Cass Review: the scientific basis is weak
The Cass Review (Hilary Cass, 2024, commissioned by the British NHS) is the most thorough independent investigation to date. The conclusion is stark: the evidence base under current paediatric gender care — puberty blockers and cross-sex hormones for minors — is of exceptionally low quality. The claim that treatment saves lives or prevents suicide is not supported by evidence. Cass Review (full report).
Comparable conclusions have been drawn by the Swedish SBU and the Finnish COHERE guidelines (Finland, 2020). Sweden, Finland, Norway, Denmark and the United Kingdom have substantially adjusted their policy and now only prescribe puberty blockers in research settings — or in the UK no longer at all. UK permanent ban on puberty blockers.
Puberty blockers are not a "pause button"
For a long time puberty blockers (GnRH analogues) were presented as a "reversible pause button": a child gets respite and can think things through in freedom. This picture is misleading. The most striking effect in the original Dutch Protocol and in all later cohorts: virtually all children who start blockers go on to cross-sex hormones — and thus ultimately to permanent sterilisation, loss of sexual function and lifelong medication. A "pause" therefore does not exist in practice; it is a one-way street.

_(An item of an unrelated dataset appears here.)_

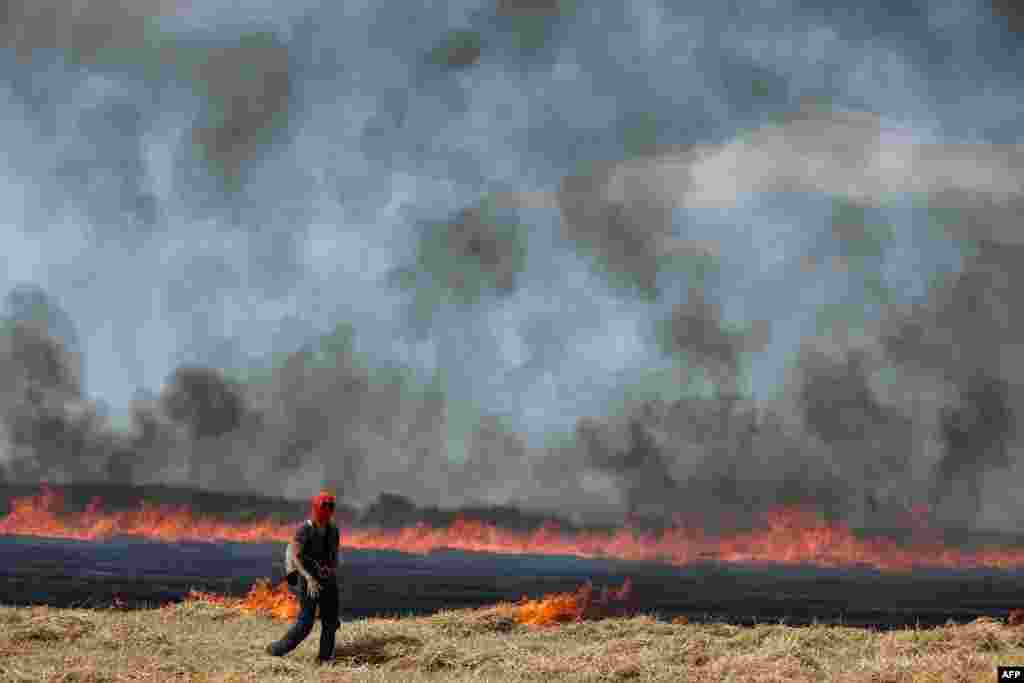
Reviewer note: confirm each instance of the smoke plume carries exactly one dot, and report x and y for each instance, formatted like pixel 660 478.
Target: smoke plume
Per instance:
pixel 608 261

In addition there are indications of negative effects on bone density, brain maturation, height growth and later sexual function. Research on this is limited and methodologically weak, as the Cass Review concludes.
Psychological co-morbidity and the tendency towards a single explanation
Many young people presenting at gender clinics have other problems at the same time: depression, anxiety disorders, eating disorders, autism spectrum disorder, trauma, ADHD or a history of bullying. International research points to a strong over-representation of autism and of girls with a history of sexual boundary violations. The risk in this picture is that "gender" is seized upon as an overarching explanation for everything that is difficult — while the underlying problems remain untreated.
The cognitive reality of an adolescent brain
The adolescent brain only fully matures around the age of 25. Decisions about irreversible medical interventions — loss of fertility, sexual function, undergoing lifelong hormone therapy — are often asked at an age at which the brain is not yet able to oversee such consequences fully. That is not a reproach to the young person; it is a fact that must weigh heavily.